– Сколько тебе за них? – спросил Таш-бек.
Бегич взглянул в лицо воина. Побагровев и тотчас побледнев, тот ответил:
– Я поймал их днем. Теперь ночь. И я их не тронул. Надо заплатить хорошо.
Он взял их днем в горящей деревне, среди сутолоки набега, когда трещали двери, пылало дерево, вопили люди. Он их застал, спрятавшихся в малиннике. Они онемели от ужаса, когда он, разгоряченный, выскакал на беснующейся лошади. Он схватил их за косы, намотал косы на руку и поволок к дороге. Но каково было ему! Бедняк, он не имел жен, он с отвращением поддавался похоти на стоянках, когда воины жались к воинам. Если б попалась одна, он бы теперь уже знал свое дело. Но другая могла уйти, пока он возился бы с первой. Упустить одну ради соблазнов другой? Но две девушки стоят дорого – это большая добыча. Одна же женщина стоит совсем мало. В этом набеге он оказался богаче всех. Он вел пленниц и терзался. И никак не мог решиться. В нем боролись страсть и корысть. Особенно тяжело стало к вечеру, пока не пришла наконец усталость. Они долго брели, пока добрались до войска.

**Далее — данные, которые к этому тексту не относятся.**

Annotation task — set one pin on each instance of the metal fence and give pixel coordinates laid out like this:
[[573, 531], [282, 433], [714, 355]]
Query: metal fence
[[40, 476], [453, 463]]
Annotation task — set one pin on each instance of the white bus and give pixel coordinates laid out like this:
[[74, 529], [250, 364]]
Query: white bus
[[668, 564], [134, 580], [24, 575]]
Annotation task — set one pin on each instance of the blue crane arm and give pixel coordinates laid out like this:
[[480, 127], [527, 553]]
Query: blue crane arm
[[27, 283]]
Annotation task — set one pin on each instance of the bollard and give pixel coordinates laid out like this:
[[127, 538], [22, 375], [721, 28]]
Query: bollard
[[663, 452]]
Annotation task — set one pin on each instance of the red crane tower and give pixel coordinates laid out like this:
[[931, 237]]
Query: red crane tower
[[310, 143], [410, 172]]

Теперь ему дадут цену и отберут добычу. Воин подавил в себе ревность к Каверге, чтобы скорей получить цену.
Но приподнялся Бегич:
– Кто послал тебя жечь деревню?
– Я сам десятник.
– Возьми мою цепу, чтоб не забывать, что меня зовут Бегичем.
И тотчас плеть Бегича сверкнула по лицу всадника, кровь хлынула пеной изо рта. И не успел еще воин ухватиться за лошадь, как его сволокли с седла и увели.

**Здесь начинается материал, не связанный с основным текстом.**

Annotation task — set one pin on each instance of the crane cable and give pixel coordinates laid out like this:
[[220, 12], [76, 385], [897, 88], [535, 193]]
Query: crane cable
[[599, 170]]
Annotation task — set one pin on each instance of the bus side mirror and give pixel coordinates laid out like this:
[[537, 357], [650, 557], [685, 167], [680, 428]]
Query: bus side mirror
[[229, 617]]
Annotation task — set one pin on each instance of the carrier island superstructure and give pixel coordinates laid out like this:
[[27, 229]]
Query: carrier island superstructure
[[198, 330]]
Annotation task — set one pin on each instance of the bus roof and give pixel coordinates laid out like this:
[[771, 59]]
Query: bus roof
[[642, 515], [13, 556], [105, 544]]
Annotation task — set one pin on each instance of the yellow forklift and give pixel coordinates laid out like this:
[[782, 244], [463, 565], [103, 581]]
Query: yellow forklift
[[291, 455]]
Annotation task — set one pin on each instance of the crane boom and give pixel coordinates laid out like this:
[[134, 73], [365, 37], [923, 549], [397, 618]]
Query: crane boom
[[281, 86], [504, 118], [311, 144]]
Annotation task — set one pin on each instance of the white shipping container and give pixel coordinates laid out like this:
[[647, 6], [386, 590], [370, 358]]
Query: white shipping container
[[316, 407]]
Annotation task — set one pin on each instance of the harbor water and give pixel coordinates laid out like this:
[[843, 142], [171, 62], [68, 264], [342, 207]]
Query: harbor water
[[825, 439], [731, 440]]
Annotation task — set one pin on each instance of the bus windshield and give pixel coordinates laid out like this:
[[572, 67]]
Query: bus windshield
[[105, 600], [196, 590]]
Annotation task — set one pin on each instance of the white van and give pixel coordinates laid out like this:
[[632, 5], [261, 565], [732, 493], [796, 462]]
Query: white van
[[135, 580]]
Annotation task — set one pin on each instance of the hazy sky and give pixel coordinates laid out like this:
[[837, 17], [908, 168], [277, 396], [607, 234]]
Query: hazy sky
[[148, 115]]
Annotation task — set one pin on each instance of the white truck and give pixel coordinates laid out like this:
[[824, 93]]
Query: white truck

А девушки стояли по-прежнему прямо, ошалелые от всего, с глазами мутными и неподвижными.
Бегич велел отвести их. Они не принадлежали больше никому. Сотник отвел пленниц к женским юртам, заказав беречь пуще глаза:
– Бегичевы!
Хази-бей переглянулся с друзьями:
– Там, где всякий видит доблесть, следует награждать, а не бить.
– Я приказал не зажигать костров. Их зажгли. Я приказал идти в тишине. Они спалили деревню и пустили впереди нас жителей с вестью о месте, где мы находимся. Мертвая пустыня кончилась. Начались жилища. Мы подошли к местам, где надо идти молча.
– Тысячу ворон отгонит и один комок глины! – ответил Хази-бей и посмотрел на друзей: хорошо ли сказал? Он бы не унизился говорить пословицами, но низменной башке Бегича они понятнее высокого разговора.
Бегич понял их перегляд и, сплюнув от гнева, крикнул:
– Если ворона, кидаясь на льва, знает, где у него когти, она выклюет льву глаза. Но если лев, идя на ворону, считает ее за щенка, он ее упустит. Поняли? Спрашиваю: поняли? Приказываю: собираться сейчас же, поднимать воинов. Как только забрезжит свет, пойдем вперед, к головным отрядам. Обозы оставить позади. Нам ждать их некогда. Мы подошли!
Он вскочил, нечаянно наступив на блюдо, и баранина вывалилась на ковер, забрызгав жиром халат Хази-бея.
Бегич ушел.
Хази-бей гневно сказал:
– Дикарь! Дикий осел!
– Поговорим, когда вернемся в Орду. Мне надоело это деревянное седло, на нем стало твердо ездить, – ответил Карагалук.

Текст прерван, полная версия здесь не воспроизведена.